If you are going to print or scan double-sided documents, choose a printer with an automatic document feeder (ADF) so you won’t need to manually flip each page over. Most multifunction printers have ADFs.


Duty Cycle

The duty cycle determines the expected number of pages a printer can print per month. Your monthly printing volume should be below this number to avoid damaging your printer. Also, although most printers have an expected duty cycle, some will still have a recommended number of pages so make sure to check that one too.


Ease of Use

Having a printer with lots of features is great but it won’t be that great if it hinders its usability. Ease of use is important to lessen troubleshooting processes and frustration.
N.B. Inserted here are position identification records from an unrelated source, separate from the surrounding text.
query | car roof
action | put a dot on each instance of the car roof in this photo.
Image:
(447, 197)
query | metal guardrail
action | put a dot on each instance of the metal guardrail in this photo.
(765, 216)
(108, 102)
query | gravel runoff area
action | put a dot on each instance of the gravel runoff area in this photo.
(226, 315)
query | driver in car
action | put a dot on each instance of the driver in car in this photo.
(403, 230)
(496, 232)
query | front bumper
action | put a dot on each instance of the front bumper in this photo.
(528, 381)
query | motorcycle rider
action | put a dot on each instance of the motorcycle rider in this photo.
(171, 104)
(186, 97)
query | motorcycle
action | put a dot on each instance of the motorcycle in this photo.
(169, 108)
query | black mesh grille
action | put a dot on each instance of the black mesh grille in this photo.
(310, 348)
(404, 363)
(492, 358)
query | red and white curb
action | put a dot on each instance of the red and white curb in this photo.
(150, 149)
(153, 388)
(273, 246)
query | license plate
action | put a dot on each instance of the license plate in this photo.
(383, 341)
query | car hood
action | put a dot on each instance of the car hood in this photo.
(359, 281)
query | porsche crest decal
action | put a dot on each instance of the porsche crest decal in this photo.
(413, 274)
You can determine how easy a printer can be used through the following factors:

    • Effortless loading and unloading of media
    • Understandable and easy to navigate control panel
    • Easy to set up printer driver
    • Simple customization of printer settings
    • Usage can be easily taught to others
    • Flexibility in control



Upfront costs of printers may not be an issue if you are not on a tight budget but if you are printing frequently, ink costs will surely concern you. The prices of printers vary depending on the type of printer you want to buy. But in general, multifunction printers would be the most economical options as well as inkjet printers.

Companies will often offer lower printer prices to attract buyers, but charge higher for replacement ink cartridges. That’s why it is important for you to know the additional costs you will be dealing with after buying your printer. There are some printers that include information about their cost-per-print but if there isn’t one, you can just search your chosen printer online and look for the information there.

You can also cut your costs by opting for subscription plans or you can use compatible or remanufactured cartridges which are cheaper compared to OEM cartridges. However, take note that third-party cartridges will often cause problems especially if you buy from an unreliable supplier, so make sure that you choose your ink cartridge supplier wisely.

Aside from upfront costs and ink cartridges, consider maintenance costs too as well as the energy your printer uses.

Wrapping Up

Choosing the most suitable printer for your home or office is crucial to make sure that you meet your deadlines without any delays and other complications. Although the process of picking a good printer is a little bit overwhelming and needs a lot of work at first, you can be assured that you will be having a printer that you can be fully satisfied with in the end. Hopefully, our guide has been successful in helping you find your ideal home office printer.